The putative role of the transcriptome for pharmacogenomics was addressed by Thomas Gingeras (CSHL). He reported that eukaryotic transcriptomes are far from being understood because information stored in DNA sequences is complex, layered, and compartmentalized. Thus, the genome has to be re-annotated because of a growing number of newly identified transcripts, not only non-coding but also coding. He presented data from the Sanger Institute and ENCODE transcriptome projects based on deep sequencing and tiling array analyses of transcriptomes of various cell lines and tissues of multiple organisms. Subfractionation of cells enriches for certain RNA groups, resulting in the detection of new RNAs and RNA isoforms. The genome can be regarded as being much richer than currently thought because regions are interconnected and littered with start sites, with many functional elements on top of each other. Thus, a gene represents a 'coding/non-coding cluster in the genome', which serves as a template for up to eight transcripts. This refined view of unique transcriptomes should be applied to gaining a better understanding of gene regulation and its possible role in disease and drug response.
Copy number variants (CNVs) account for a major proportion of human genetic polymorphisms and they may have an important role in genetic susceptibility to human disease. Peter J Donnelly (Wellcome Trust Centre for Human Genetics, Oxford, UK) reported on a large genome-wide study of the Wellcome Trust Case Control Consortium (WTCCC) for the investigation of associations between CNVs and eight common diseases (16,000 patients - 2,000 with each of bipolar disorder, breast cancer, coronary artery disease, Crohn's disease, hypertension, rheumatoid arthritis, type 1 diabetes, and type 2 diabetes). They used an array targeting more than 11,700 CNVs, each detected by ten probes, and only 3,000 CNVs passed quality control.

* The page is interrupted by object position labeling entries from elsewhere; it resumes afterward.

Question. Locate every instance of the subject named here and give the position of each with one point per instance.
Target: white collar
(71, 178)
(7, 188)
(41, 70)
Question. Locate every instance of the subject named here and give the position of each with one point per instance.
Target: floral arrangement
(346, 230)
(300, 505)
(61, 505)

Although a small number of CNVs were found to be associated with Crohn's disease, type 2 diabetes, and breast cancer, these associations had been previously identified by tagging SNPs, from which it follows that CNVs cannot explain much of the missing heritability of common diseases. Moreover, analytical challenges in CNV studies include varying results attributable to different DNA sources (blood versus B cell lines) and observed high false-negative rates from comparative CNV associations generated from SNP chips (Affymetrix versus Illumina platforms). Thus, CNV findings from case-control studies must be interpreted with care.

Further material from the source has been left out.